The company also witnessed strength across the majority of its end markets. In addition, the company’s accelerated investments to expand bioproduction capacity buoy optimism. The upbeat revenue and earnings guidance for 2022 is indicative that this strong growth momentum will continue.

On the flip side, Thermo Fisher saw a year-over-year decline in fourth-quarter earnings, raising apprehension. The gross margin of 50.5% contracted 341 basis points (bps) year over year. In the quarter, the company’s selling, general and administrative expenses increased 9.2%, whereas research and development expenses rose 4.3%. These escalating expenses led to a 481 bps contraction in adjusted operating margin, building significant pressure on the bottom line.
Thermo Fisher’s fourth-quarter 2021 diagnostics and healthcare end-market revenues declined 30%. The company also witnessed a 4.9% and 26.4% decline in revenues across the Life Sciences Solutions and the Specialty Diagnostics segments, respectively.
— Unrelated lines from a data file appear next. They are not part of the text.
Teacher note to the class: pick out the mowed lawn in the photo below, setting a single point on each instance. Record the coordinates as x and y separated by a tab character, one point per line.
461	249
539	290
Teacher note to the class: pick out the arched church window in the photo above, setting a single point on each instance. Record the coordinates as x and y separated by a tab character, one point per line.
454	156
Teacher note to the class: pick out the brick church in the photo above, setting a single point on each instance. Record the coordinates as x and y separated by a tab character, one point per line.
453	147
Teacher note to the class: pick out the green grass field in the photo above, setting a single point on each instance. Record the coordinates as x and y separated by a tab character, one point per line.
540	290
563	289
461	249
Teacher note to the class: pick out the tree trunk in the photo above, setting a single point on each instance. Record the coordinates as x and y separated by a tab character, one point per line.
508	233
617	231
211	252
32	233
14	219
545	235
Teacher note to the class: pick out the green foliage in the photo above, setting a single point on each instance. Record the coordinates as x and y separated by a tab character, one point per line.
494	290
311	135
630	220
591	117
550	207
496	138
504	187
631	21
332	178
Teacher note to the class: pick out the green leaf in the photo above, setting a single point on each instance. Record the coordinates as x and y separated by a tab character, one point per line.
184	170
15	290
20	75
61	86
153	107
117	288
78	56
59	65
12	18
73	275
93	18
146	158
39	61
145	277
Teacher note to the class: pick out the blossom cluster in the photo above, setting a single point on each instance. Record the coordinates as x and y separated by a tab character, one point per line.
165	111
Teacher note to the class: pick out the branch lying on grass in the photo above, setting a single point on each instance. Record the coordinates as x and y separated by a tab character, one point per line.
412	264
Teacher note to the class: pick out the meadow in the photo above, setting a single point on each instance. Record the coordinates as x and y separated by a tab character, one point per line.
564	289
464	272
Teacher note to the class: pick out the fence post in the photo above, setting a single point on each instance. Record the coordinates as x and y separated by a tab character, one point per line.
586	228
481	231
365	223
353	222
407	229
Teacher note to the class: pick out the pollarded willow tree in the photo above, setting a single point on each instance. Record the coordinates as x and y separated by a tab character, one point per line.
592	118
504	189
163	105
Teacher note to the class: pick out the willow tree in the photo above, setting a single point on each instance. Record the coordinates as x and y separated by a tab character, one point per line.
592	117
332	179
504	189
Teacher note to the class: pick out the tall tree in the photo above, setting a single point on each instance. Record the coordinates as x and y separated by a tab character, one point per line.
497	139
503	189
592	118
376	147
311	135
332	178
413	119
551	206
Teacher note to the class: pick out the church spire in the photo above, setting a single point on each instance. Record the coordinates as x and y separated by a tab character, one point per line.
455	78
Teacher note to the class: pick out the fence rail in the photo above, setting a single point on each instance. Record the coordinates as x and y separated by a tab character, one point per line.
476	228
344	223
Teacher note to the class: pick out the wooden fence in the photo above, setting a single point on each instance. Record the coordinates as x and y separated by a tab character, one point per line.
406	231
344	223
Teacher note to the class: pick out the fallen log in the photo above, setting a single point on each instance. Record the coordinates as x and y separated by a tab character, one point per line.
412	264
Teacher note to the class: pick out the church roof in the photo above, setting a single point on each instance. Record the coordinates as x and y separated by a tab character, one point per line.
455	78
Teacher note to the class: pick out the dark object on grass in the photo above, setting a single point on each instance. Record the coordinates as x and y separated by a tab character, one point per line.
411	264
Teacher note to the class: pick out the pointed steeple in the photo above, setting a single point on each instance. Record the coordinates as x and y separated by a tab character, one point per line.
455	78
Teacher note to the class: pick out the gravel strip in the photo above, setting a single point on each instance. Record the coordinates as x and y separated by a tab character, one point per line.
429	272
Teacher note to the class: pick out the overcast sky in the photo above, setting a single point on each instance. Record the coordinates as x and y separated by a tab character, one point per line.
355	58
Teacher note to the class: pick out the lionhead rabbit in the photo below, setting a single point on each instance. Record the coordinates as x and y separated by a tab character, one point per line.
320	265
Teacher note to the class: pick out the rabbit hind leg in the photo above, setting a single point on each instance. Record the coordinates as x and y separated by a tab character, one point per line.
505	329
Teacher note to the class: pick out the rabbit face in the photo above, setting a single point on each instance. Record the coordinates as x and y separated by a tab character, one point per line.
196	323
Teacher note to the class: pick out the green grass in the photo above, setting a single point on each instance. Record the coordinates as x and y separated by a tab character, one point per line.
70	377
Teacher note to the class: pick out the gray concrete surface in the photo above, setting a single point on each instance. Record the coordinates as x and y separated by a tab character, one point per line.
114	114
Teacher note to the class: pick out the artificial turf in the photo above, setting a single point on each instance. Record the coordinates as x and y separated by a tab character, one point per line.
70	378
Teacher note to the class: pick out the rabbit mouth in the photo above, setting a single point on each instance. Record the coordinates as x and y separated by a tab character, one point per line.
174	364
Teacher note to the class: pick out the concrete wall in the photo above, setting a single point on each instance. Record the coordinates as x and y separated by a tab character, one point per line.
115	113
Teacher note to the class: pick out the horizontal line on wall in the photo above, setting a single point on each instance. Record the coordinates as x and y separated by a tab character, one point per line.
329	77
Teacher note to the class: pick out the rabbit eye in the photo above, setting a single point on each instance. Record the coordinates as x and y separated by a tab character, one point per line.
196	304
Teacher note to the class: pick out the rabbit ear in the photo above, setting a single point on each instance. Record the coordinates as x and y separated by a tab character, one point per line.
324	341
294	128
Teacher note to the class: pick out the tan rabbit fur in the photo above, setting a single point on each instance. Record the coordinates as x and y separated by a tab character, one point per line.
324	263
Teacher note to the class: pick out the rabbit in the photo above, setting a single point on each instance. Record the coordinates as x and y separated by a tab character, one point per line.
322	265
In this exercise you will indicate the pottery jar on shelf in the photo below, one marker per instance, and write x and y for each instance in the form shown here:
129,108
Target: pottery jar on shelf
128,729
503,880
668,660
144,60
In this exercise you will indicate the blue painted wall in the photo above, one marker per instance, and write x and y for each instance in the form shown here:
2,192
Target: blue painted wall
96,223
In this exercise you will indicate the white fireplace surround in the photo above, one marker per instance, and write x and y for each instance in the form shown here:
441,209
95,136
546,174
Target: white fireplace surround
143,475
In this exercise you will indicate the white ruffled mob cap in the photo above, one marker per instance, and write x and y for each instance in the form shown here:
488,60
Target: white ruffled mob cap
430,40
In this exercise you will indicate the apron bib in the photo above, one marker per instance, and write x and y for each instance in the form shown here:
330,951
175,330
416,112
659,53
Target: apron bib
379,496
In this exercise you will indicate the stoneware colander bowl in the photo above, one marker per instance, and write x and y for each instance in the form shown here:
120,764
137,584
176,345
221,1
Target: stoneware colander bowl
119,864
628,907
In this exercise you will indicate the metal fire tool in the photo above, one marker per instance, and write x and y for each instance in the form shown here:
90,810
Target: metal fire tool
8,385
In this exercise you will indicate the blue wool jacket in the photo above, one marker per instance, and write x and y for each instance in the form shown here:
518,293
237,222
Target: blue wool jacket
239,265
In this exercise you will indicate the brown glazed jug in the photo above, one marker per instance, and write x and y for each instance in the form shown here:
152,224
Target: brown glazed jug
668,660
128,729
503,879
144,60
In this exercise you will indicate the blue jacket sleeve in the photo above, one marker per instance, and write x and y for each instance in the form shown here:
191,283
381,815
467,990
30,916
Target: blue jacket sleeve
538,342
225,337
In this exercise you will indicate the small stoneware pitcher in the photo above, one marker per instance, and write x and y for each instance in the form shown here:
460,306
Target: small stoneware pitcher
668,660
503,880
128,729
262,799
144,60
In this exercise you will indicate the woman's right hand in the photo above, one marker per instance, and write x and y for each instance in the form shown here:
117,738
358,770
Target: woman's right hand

The COVID-19 headwinds impacted each of its end markets in varying degrees. Overall, the company saw significantly reduced customer activity due to work disruptions.

Foreign currency fluctuations and competitive landscape are the other major downsides.

Key Picks

Some better-ranked stocks from the broader medical space are AMN Healthcare Services, Inc. AMN, Henry Schein, Inc. HSIC and West Pharmaceutical Services, Inc. WST.

AMN Healthcare, carrying a Zacks Rank #2 (Buy), has a long-term earnings growth rate of 16.2%. The company surpassed earnings estimates in the trailing four quarters, delivering a surprise of 19.5%, on average. You can see the complete list of today’s Zacks #1 Rank (Strong Buy) stocks here.

AMN Healthcare has outperformed its industry over the past year. AMN has gained 23.8% versus the 62% industry decline.

Henry Schein has an estimated long-term growth rate of 11.8%. HSIC’s earnings surpassed estimates in the trailing four quarters, the average surprise being 21.86%. It currently carries a Zacks Rank #1.

Henry Schein has gained 6.1% compared with the industry’s 1.7% rise over the past year.

West Pharmaceutical has a long-term earnings growth rate of 27.6%. West Pharmaceutical surpassed earnings estimates in the trailing four quarters, delivering an average surprise of 29.4%.

West Pharmaceutical has outperformed its industry over the past year. WST currently carries a Zacks Rank of 2.